Ecco qua… è giunto il grande momento sperando con tutta me stessa che Steven non piombi a casa all'improvviso, perché se vede che non ci sono solo ragazze succede solo Dio sa cosa.
Luke è stato imprevedibile nel venire in anticipo  trovando la scusa di montare l'impianto. Mentre studia come sistemare, io sono sul divano intenta nel controllare le varie home dei social e mi imbatto per puro caso nel profilo che mai pensavo di poter rintracciare. L'account del diavolo biondo, la mia nemica per eccellenza ai tempi del liceo e soprattutto colei che potrebbe far saltare la mia copertura da un momento all'altro. Inizio a scorrere le sue foto e noto che non ha subito nessun cambiamento, possiede sempre il solito sguardo malefico e l’aria da ragazza prepotente e bulla dei poveri.

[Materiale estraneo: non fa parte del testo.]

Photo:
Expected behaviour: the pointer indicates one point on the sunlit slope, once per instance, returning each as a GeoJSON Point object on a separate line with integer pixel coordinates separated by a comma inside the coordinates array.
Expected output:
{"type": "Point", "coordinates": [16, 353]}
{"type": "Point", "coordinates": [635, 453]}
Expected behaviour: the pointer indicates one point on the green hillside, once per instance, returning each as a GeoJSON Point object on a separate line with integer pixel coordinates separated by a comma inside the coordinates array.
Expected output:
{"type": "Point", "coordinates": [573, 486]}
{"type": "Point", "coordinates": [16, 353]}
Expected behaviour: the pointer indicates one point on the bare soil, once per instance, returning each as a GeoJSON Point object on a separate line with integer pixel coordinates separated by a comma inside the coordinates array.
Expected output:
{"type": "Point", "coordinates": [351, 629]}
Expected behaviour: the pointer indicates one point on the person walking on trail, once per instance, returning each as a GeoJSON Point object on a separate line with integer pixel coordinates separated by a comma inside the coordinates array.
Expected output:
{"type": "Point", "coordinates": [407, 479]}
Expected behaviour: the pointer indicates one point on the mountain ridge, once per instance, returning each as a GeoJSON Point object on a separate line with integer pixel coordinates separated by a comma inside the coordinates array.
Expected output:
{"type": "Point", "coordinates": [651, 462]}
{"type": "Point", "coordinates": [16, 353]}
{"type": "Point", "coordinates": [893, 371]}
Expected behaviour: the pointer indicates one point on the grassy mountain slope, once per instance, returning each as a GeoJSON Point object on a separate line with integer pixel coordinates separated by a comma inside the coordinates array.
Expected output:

«Ash, cosa dici? Potrebbe andare qui?» domanda Luke osservandomi mentre pone le mani nelle tasche dei jeans.
Ha spostato il tavolo vicino all'unico spazio vuoto situato dalle parti del frigorifero e lì ha montato l'apparecchiatura.

Il mio soggiorno non permette di organizzare party in grande stile essendo che appena si entra c'è un piccolo mobile dove si possono lasciare ogni tipo di oggetto: occhiali, chiavi, borsellini e così via; vicino alla porta d'ingresso, sulla destra c'è un appendiabiti per gli ospiti.
C'è un piccolo spazio di passaggio per poi trovare sulla sinistra un divano a penisola di pelle beige foderato da un copri divano di camoscio della stessa tonalità; di fronte al divano, al centro della stanza è situato un tavolo rettangolare marroncino chiaro ricoperto da una tovaglia brillantinata   con sei sedie che lo circondano. Dietro al tavolo c'è la cucina sulla sfumatura del tortora, vicino c'è il frigorifero e prima di trovare la televisione è situato un piccolo spazio che ora è occupato dal tavolo che Luke ha chiuso per poi riporlo in quell'angolino. Di fronte a capotavola, da sinistra c'è un televisore nero al plasma attaccato al muro e sotto una mensola con lettore dvd e stereo.

«Sì… ma il cibo dove lo poggiamo se il tavolo è già utilizzato?»
«Dovresti fare spazio sul piano della cucina.»
«Non posso staccare i fornelli!»
«No, scema! Devi riporre gli utensili altrove. Non hai un anta dove poggiarli il tempo della festa?»
Acconsento sorridendo e inizio a collaborare con il suo sguardo fisso sul mio corpo. Se non finisce di fissarmi il sedere, giuro che gli arriva  qualche oggetto in piena faccia, e indosso un misero pantalone della tuta! - che tra poco devo cambiare.
Una volta completato l'incarico, vedo Luke seduto sul divano con il telefono e di conseguenza vado a sedermi vicino mantenendo le giuste distanze.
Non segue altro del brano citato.